WAL Internals
The write-ahead log, or WAL, is how Kommander remembers Raft log entries across restarts.
RaftWriteAhead is the internal facade between the partition state machine and the configured IWAL adapter.
Log Types
Kommander stores Raft entries with explicit lifecycle types:
| Type | Meaning |
|---|---|
Proposed | The leader has proposed an application entry. |
Committed | The proposed entry is committed and can be applied. |
RolledBack | The proposed entry was explicitly rolled back. |
ProposedCheckpoint | A proposed checkpoint marker. |
CommittedCheckpoint | A committed checkpoint marker. |
RolledBackCheckpoint | A checkpoint proposal that was rolled back. |
The application normally sees committed entries through OnReplicationReceived and restored committed entries through OnLogRestored.
Recovery
When a partition executor starts, it calls WAL recovery before normal operations are accepted.
Recovery:
- reads logs for the partition through
ReadScheduler - advances local propose and commit indexes
- ignores proposed and rolled-back entries for application restore
- invokes
OnLogRestoredfor committed application logs - invokes system restore callbacks for committed system logs
- marks restore complete for the partition.
If there are no logs, the commit index starts after the adapter's current max log id.
Leader Write Path
For a leader proposal:
- the state machine assigns log ids and the current term
RaftWriteAheadenqueues a leader propose writeFairWalSchedulerwrites the proposed entries- completion returns to the partition executor
- the state machine creates a proposal quorum tracker
- append-log messages are sent to followers.
For auto-commit proposals, the leader commits after quorum completion. For manual proposals, the caller uses the proposal ticket with CommitLogs or RollbackLogs.
Cross-Partition Group Commit
FairWalScheduler can batch writes from multiple ready partitions into one IWAL.Write call.
The scheduler batches in two layers:
- up to
MaxWalBatchSizeoperations from one partition - up to
MaxWalGroupBatchPartitionspartitions in one group write.
The important guarantee is unchanged: writes remain FIFO within each partition. A partition can appear in only one in-flight group batch at a time.
For RocksDB, the grouped call is written as one WriteBatch, so many partition writes can share one db.Write / fsync. This is a major performance win for clusters with many active partitions.
For SQLite, partitions are mapped into a fixed set of shard databases. The adapter groups the scheduler's cross-partition batch by shard, merges same-partition entries inside each shard, and commits one SQLite transaction per shard. A batch of P partitions spanning S shards therefore costs S SQLite transactions and fsyncs. This keeps the scheduler-level fairness model while improving SQLite write amortization.
If one shard write fails, the scheduler reports the group status as errored to all operations in that group. Retries are safe because WAL writes are idempotent.
SQLite Shard Batching
SqliteWAL stores logs in files named like raft_shard{shardId}_{revision}.db. A partition maps to a shard with partitionId mod shardCount.

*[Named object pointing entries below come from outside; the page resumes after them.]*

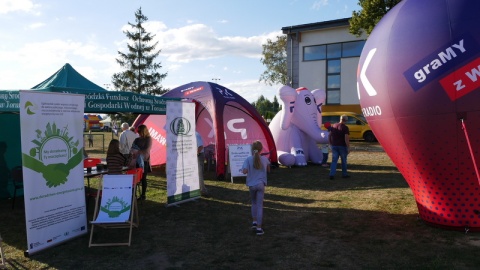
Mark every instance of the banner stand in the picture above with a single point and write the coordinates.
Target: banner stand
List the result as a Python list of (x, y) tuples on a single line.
[(237, 154)]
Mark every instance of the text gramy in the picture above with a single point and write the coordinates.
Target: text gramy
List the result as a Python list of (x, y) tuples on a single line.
[(443, 57)]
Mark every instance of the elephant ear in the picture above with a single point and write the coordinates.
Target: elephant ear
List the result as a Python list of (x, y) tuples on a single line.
[(320, 97), (288, 96)]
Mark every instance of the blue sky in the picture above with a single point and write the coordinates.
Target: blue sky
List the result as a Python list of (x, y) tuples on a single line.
[(199, 40)]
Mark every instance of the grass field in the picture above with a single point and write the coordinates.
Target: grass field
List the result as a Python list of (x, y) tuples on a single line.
[(369, 221)]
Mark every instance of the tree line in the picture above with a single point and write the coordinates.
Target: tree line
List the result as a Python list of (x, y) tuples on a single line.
[(141, 73)]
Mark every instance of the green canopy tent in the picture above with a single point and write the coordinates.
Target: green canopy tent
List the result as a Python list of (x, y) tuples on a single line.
[(65, 80)]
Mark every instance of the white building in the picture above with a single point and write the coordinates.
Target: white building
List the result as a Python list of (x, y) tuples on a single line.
[(325, 55)]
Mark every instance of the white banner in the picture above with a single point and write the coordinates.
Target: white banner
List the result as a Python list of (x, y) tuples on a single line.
[(237, 154), (182, 166), (52, 158)]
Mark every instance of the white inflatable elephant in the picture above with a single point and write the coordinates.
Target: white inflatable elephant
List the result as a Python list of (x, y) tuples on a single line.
[(296, 128)]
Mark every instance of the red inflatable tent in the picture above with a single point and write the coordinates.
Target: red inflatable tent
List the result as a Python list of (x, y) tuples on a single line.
[(222, 118)]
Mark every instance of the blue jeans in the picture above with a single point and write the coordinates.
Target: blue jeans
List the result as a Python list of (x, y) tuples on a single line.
[(342, 152)]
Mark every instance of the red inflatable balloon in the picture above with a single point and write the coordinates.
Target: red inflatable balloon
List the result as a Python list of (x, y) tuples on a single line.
[(419, 87)]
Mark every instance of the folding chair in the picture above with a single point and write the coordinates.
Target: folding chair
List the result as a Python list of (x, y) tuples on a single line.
[(138, 174), (117, 209), (88, 163)]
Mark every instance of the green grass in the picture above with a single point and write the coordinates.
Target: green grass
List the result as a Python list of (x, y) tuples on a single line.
[(369, 221)]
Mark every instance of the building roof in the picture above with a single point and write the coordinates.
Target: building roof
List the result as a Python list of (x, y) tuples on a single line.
[(315, 26)]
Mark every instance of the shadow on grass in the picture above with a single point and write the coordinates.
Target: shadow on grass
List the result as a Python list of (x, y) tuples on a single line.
[(304, 228)]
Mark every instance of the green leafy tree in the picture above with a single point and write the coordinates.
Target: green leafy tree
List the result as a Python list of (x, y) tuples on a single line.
[(266, 108), (371, 13), (141, 71), (275, 60)]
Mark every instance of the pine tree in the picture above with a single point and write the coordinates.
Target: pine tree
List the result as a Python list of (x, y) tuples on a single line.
[(140, 74)]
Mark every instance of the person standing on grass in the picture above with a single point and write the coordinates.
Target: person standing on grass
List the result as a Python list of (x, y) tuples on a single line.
[(90, 138), (115, 159), (201, 164), (144, 144), (126, 140), (339, 139), (256, 168)]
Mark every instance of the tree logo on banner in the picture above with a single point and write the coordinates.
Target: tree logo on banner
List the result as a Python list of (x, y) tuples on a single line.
[(54, 154), (29, 105), (180, 126)]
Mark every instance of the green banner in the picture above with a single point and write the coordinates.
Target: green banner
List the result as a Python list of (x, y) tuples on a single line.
[(97, 102)]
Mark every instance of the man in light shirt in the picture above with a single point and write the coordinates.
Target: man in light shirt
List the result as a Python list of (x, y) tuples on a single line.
[(126, 140)]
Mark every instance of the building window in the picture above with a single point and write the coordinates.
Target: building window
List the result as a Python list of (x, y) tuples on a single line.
[(333, 81), (333, 53), (334, 50), (352, 49), (314, 53)]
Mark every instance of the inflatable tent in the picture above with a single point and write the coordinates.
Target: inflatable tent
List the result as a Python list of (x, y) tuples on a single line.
[(222, 118)]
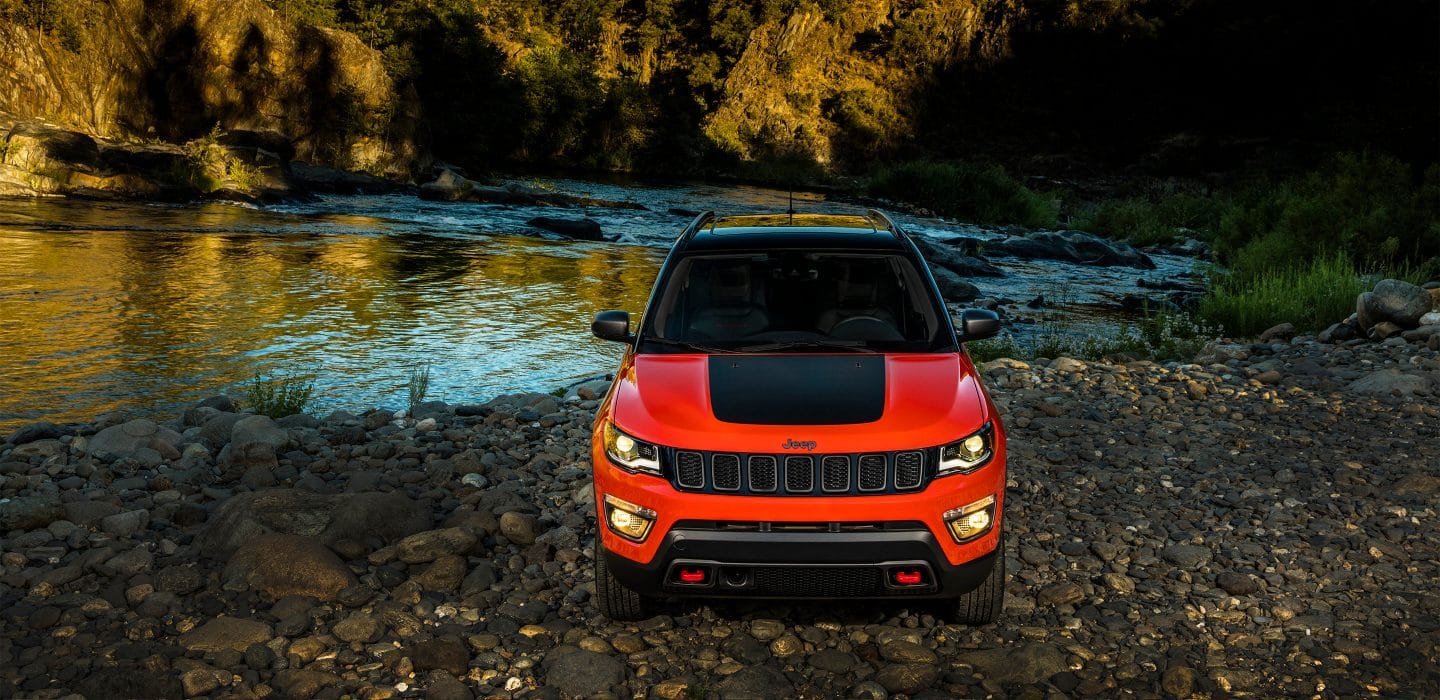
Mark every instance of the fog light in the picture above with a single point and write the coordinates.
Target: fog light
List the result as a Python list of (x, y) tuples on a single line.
[(972, 520), (628, 520)]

The shard count controls the main SQLite batching tradeoff:
| Choice | Effect |
|---|---|
Lower shardCount | More partitions share a shard, so cross-partition scheduler batches collapse into fewer SQLite transactions and fsyncs. |
Higher shardCount | More shard files can operate independently, which can improve concurrency when many partitions are active at the same time. |
For a new data directory, new SqliteWAL(path, revision, logger, syncWrites, shardCount) seeds the shard count. A shardCount of 0 uses Environment.ProcessorCount. After the directory is initialized, the resolved shard count is persisted in metadata and reused on later opens. Passing a different non-zero value for an existing directory fails fast because it would route existing partitions to different shard files.
Follower Append Path
Followers receive append-log messages from the leader. The state machine validates leadership and term expectations, then asks RaftWriteAhead to propose, commit, or roll back entries as needed.
Committed follower entries are applied to the application callback after the WAL write succeeds.
WAL Completion Fencing
WAL completions are not trusted blindly. Completion messages are checked against pending operations and log ranges. Unknown, stale, superseded, or malformed completions are discarded.
This protects the partition from acting on a storage completion that belongs to an older term, an already-processed operation, or an invalid log range.